Composite records suggest a marginal decrease since 1996.

Models using proxies show uncertainties in long-term irradiance amplitude.

Historical Ca II K data extend facular information back to 1892.

Abstract

The Sun is the main energy source to Earth, and understanding its variability is of direct relevance to climate studies. Measurements of total solar irradiance exist since 1978, but this is too short compared to climate-relevant time scales. Coming from a number of different instruments, these measurements require a cross-calibration, which is not straightforward, and thus several composite records have been created. All of them suggest a marginally decreasing trend since 1996. Most composites also feature a weak decrease over the entire period of observations, which is also seen in observations of the solar surface magnetic field and is further supported by Ca II K data.

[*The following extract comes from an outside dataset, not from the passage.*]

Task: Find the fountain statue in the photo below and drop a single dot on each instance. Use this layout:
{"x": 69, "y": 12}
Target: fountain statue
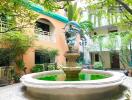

Some inconsistencies, however, remain and overall the magnitude and even the presence of the long-term trend remain uncertain. Different models have been developed, which are used to understand the irradiance variability over the satellite period and to extend the records of solar irradiance back in time. Differing in their methodologies, all models require proxies of solar magnetic activity as input. The most widely used proxies are sunspot records and cosmogenic isotope data on centennial and millennial time scale, respectively. None of this, however, offers a sufficiently good, independent description of the long-term evolution of faculae and network responsible for solar brightening. This leads to uncertainty in the amplitude of the long-term changes in solar irradiance. Here we review recent efforts to improve irradiance reconstructions on time scales longer than the solar cycle and to reduce the existing uncertainty in the magnitude of the long-term variability. In particular, we highlight the potential of using 3D magnetohydrodynamical simulations of the solar atmosphere as input to more physical irradiance models and of historical full-disc Ca II K observations encrypting direct facular information back to 1892.